Francisco, com esta celebração, prestou uma bela homenagem às famílias. Foi a primeira vez que um casal foi canonizado na mesma celebração. Brilha a beleza da família assim celebrada, como é vontade explícita de muitos dos padres sinodais, para lá das dores e angústias por que ela passa nos nossos dias, quem sabe se não muito diferentes das dos tempos idos. Mas o acesso à santidade familiar fica bem patente nesta cerimónia.
Por outro lado, a causa missionária, já que a Igreja é toda ela evangelizadora e missionária, mesmo que os seus membros não partam ad gentes, mas desde que façam missão nos seus ambientes e tenham, nos lugares onde trabalham, as preocupações por todo o sofrimento e todas as insuficiências do mundo. Assim, Vicente Grossi foi enaltecido enquanto “pároco zeloso, sempre atento às necessidades do seu povo, especialmente à fragilidade dos jovens”, tendo repartido, com ardor, “o pão da Palavra para todos” e tornando-se “bom samaritano para os mais necessitados”. De Maria da Imaculada Conceição foi referido que, “bebendo nas fontes da oração e da contemplação, serviu pessoalmente e com grande humildade os últimos, com uma atenção especial aos filhos dos pobres e aos doentes”. Por sua vez, os esposos Luís Martin e Maria Zélia Guérin “viveram o serviço cristão na família, construindo dia após dia um ambiente cheio de fé e amor; e, neste clima, germinaram as vocações das filhas, nomeadamente a de Santa Teresinha do Menino Jesus”. A família pode efetivamente ser escola de serviço, ninho de servidores, rampa de lançamento de missionários e de contemplativos.

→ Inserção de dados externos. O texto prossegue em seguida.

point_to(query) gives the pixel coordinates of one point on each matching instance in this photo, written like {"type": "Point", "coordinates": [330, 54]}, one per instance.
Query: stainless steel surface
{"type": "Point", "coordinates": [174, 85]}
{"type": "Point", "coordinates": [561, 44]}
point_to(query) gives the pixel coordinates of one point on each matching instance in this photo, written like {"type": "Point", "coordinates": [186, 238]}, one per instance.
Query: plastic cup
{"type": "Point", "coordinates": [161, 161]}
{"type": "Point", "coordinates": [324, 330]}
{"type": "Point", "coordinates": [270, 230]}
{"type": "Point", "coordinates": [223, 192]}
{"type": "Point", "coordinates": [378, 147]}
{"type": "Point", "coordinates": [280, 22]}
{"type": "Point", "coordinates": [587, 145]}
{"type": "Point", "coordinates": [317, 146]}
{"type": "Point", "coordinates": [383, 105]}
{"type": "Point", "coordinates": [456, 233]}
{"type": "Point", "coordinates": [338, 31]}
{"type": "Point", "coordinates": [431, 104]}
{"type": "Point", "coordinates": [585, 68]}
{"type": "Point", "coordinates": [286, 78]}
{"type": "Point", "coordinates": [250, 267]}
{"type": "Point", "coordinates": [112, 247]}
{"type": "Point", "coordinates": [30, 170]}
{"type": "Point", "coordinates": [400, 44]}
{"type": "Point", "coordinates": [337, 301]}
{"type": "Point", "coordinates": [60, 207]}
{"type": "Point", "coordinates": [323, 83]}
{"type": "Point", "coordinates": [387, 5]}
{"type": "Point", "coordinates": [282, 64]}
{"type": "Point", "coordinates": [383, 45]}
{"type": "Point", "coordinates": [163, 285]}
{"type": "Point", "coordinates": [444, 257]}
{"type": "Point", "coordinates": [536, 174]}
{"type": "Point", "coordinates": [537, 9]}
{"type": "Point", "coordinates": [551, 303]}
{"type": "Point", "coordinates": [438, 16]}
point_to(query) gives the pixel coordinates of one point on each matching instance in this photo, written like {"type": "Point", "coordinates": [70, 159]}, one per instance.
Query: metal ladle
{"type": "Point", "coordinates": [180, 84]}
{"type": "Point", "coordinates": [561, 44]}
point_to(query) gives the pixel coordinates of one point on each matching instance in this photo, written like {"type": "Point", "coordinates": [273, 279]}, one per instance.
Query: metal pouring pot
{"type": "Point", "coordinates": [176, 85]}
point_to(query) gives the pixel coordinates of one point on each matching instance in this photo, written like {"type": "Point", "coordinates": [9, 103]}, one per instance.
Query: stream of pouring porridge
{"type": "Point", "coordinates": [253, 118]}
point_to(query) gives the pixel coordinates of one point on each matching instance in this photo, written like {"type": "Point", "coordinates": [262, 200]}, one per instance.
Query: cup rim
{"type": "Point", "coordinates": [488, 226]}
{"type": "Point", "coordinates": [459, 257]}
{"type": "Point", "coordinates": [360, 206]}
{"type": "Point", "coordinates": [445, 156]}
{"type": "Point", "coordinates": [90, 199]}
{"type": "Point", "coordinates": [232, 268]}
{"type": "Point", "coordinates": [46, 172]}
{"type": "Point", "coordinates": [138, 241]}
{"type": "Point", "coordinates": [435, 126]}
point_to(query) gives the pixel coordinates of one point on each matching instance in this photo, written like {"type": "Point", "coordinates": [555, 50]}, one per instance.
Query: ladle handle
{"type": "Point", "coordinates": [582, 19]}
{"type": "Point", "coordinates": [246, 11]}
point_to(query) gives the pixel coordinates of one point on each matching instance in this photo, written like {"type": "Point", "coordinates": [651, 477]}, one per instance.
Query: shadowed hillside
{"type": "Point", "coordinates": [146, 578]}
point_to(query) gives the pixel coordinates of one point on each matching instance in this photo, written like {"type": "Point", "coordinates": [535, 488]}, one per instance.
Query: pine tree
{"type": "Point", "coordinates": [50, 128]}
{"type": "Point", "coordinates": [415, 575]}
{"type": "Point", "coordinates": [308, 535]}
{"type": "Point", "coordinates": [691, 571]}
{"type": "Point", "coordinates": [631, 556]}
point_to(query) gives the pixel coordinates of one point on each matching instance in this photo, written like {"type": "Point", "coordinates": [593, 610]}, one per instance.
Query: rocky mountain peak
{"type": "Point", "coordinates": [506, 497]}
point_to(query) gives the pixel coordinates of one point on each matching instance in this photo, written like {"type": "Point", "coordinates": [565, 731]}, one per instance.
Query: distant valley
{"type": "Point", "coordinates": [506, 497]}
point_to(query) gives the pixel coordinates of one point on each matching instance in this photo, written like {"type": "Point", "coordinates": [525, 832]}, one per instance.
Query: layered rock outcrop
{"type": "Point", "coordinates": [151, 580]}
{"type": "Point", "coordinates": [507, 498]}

Convém recordar que Santa Teresinha é a Padroeira das Missões, não por ter saído a pregar, mas pela cumplicidade intensamente orante com os missionários ad gentes.
Depois, não se pode olvidar a temática do serviço, contraposto ao poder pelo poder, que o Papa glosou na sua homilia direcionada para a Igreja serva e para a família cuja função é servir as pessoas que dela fazem parte e ensinar a servir as outras pessoas com quem temos a oportunidade de nos encontrar. E fê-lo à luz do perfil do profeta Isaías, que esboça a figura do sofrente Servo do Senhor e a sua missão salvífica.  
Porém, o modelo do serviço e da missão é o próprio Cristo: “a sua existência e a sua morte, vividas inteiramente sob a forma de serviço (cf Fl 2,7), foram causa da nossa salvação e da reconciliação da humanidade com Deus”.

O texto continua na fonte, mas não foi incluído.